Como se vê, nosso personagem foi considerado importante não somente pelos organizadores da antologia de contistas baianos, “Histórias da Bahia” (Edições GDR, 1963), que tomei como base para esta série de estudos, mas por um dos maiores ícones da Literatura mundial, como foi (e continua sendo, mesmo postumamente) Jorge Amado. O que me intriga é: se A. Mendes Netto foi tão importante (e está provado que foi), qual a razão de haver, pelo menos fora do âmbito do seu Estado, tão escassas (virtualmente, nenhuma) referências sobre ele? Atribuo ao fato de pouquíssimas pessoas, de fora da Bahia, haverem enfocado esse tão importante personagem. E de, os eventuais que talvez tenham feito, não haverem divulgado (não, pelo menos, adequadamente) seus textos nacionalmente.

Considero isso injusto e não descansarei enquanto não obtiver dados mais precisos a propósito desse excelente escritor. Sou persistente. Teimoso? Que seja! Mas nunca desisto quando se trata de fazer justiça com aqueles que compartilhem da minha paixão pelas letras. A exemplo do que fiz, em relação a Ariovaldo Matos, trago-lhe, curioso leitor, uma “palhinha” do texto de A. Mendes Netto. Trata-se da abertura do seu conto, publicado em “Histórias da Bahia”, intitulado “Crispiniano, o livro e o Pelourinho”, que reproduzo abaixo:     

“Tenho a impressão que esta história vau ser mal contada. É meio complicada. Porém, não aceito culpa sobre isso. Pelo contrário. Aqui nada mais sou que um simples narrador, uma pessoa que jamais pôs os olhos em Crispiniano, e que somente conheceu três cidadãos que riveram o prazer da sua amizade. Segundo informaram, foram personagens, juntamente com uma série de outros, de um livro que o mesmo teria escrito. Não sei se isso é verdade. Os meus informantes sempre gostaram de ser ‘importantes’.

Portanto, vou contar tudo exatamente como soube, sem alterar nem modificar nada, e principalmente sem muita preocupação de ordem, isto é, sem, perfeita arrumação cronológica. Um fato pode ter acontecido antes ou depois de Crispiniano desejar ser escritor. Pode ser até que muitos não tenham acontecido nunca. Difícil saber.

É um diabo quando a gente ouve a história aos pedaços, um contando uma coisa, outro contando outra.

Os senhores, portanto, desculpem se houver confusão. E se, porventura, gostarem, será ótimo.
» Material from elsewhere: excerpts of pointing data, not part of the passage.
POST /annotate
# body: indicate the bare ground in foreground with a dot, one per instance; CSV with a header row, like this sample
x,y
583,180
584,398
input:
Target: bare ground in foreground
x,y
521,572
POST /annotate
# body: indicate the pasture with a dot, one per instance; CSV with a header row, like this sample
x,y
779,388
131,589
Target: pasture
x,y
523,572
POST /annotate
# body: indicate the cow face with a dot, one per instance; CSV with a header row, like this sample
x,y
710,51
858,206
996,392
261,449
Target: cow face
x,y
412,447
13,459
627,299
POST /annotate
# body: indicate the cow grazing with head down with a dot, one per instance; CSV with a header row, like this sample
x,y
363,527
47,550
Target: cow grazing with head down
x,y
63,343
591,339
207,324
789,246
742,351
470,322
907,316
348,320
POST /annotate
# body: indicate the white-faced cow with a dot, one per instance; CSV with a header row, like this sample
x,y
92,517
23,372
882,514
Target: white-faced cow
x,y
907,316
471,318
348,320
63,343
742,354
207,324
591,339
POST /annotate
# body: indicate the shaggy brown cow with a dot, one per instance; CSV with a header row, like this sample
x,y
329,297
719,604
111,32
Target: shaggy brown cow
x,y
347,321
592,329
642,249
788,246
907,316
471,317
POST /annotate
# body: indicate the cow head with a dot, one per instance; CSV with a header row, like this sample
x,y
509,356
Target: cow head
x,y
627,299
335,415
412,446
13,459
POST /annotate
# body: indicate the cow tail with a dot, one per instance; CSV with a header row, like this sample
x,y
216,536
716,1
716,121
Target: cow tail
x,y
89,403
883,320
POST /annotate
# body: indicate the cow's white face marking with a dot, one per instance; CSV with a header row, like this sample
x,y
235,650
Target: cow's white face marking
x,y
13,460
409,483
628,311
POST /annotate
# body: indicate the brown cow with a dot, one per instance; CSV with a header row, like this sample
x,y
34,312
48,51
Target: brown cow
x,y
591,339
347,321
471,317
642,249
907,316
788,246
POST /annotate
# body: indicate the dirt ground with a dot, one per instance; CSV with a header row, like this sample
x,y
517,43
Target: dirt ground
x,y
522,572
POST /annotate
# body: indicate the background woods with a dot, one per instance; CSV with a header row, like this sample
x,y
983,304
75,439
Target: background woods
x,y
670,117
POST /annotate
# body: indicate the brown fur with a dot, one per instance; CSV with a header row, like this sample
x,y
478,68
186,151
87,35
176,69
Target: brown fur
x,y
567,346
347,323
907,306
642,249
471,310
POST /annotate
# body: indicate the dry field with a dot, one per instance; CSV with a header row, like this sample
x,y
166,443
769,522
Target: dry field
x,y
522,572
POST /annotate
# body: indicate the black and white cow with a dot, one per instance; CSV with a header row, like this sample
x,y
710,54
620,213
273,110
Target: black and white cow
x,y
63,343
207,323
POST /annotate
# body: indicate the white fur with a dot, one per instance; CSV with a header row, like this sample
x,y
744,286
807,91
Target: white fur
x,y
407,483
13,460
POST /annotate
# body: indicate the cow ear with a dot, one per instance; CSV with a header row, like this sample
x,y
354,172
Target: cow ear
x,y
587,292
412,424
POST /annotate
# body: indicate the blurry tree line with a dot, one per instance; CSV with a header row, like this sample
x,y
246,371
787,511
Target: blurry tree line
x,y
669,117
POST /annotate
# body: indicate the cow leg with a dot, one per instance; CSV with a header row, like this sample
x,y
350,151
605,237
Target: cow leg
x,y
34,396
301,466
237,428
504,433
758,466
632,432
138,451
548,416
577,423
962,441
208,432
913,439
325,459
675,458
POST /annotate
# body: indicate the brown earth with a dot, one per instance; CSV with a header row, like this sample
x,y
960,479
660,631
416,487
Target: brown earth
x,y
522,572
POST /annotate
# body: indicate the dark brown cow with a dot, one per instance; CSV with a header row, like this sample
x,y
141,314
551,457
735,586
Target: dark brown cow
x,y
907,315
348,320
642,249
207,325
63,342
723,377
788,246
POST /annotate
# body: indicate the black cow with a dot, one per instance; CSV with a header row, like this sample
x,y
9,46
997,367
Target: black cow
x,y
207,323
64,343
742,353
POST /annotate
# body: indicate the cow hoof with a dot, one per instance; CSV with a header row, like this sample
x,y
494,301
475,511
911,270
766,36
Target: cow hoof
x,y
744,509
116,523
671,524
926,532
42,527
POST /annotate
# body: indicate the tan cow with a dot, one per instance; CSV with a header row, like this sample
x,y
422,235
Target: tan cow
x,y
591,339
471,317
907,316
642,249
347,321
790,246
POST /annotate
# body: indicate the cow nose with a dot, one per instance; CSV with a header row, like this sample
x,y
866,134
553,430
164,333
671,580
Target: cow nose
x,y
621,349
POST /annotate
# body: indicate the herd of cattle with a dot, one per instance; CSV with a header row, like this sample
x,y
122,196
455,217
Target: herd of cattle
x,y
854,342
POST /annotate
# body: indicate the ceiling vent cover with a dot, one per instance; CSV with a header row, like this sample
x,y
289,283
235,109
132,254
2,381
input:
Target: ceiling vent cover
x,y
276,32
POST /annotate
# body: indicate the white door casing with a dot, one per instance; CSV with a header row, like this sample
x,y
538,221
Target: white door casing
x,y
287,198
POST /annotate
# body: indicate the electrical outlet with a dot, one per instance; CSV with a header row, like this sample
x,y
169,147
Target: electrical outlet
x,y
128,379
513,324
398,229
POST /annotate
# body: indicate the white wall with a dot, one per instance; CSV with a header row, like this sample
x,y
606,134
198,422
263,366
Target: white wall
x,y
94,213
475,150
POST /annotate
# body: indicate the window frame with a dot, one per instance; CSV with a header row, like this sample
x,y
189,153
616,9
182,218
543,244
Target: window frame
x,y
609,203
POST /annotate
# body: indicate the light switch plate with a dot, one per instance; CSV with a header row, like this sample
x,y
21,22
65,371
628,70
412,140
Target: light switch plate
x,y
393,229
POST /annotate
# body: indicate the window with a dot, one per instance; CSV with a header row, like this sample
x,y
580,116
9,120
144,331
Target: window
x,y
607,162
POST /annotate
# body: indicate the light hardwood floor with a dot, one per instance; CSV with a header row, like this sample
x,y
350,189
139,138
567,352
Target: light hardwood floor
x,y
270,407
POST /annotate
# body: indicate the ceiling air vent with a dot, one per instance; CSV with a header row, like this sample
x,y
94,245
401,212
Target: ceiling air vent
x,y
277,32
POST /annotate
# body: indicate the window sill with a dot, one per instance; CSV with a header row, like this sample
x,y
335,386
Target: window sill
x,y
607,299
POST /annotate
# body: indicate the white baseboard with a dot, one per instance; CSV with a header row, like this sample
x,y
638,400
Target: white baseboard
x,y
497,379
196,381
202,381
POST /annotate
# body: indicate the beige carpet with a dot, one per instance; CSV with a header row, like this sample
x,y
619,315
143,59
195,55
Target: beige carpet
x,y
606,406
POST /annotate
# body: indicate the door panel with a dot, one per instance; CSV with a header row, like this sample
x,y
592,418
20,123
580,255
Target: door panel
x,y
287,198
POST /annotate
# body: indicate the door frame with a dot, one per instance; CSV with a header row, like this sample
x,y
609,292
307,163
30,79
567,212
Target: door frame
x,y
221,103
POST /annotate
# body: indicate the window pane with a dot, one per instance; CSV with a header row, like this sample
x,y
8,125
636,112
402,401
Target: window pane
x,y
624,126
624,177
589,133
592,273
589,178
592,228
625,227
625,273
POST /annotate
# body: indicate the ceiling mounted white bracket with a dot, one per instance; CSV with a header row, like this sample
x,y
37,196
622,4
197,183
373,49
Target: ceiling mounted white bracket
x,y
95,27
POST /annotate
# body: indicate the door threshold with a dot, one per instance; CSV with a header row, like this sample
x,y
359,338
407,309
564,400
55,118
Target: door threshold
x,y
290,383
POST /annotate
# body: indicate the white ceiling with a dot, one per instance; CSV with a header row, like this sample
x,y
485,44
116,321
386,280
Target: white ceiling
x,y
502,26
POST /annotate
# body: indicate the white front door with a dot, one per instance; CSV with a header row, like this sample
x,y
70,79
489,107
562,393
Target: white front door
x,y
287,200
Sim, ia esquecendo: vou contar a história sozinho, deixando no anonimato os meus informantes. Não desejo comprometê-los, embora a história não tenha nada demais, não ofenda a moral de ninguém, nem desabone a conduta de Crispiniano. Enfim, uma história comum.

Mas por favor não esqueçam: tudo eu ouvi dizer, ouvi contar, até os diálogos que aparecem uma vez ou outra (...)”

Chama-me a atenção justamente o início desse conto, em que A. Mendes Netto escreve: “Tenho a impressão que esta história vau ser mal contada”. Seria premonição dele sobre a forma como sua biografia seria tratada por este canhestro “escrevinhador”? Claro que não! Contudo... bem que poderia ser. Por falta de referências a seu respeito (que devem existir aos montes, mas na Bahia), tenho não a impressão, mas a certeza, de que “esta história está sendo mal contada”. Ou não?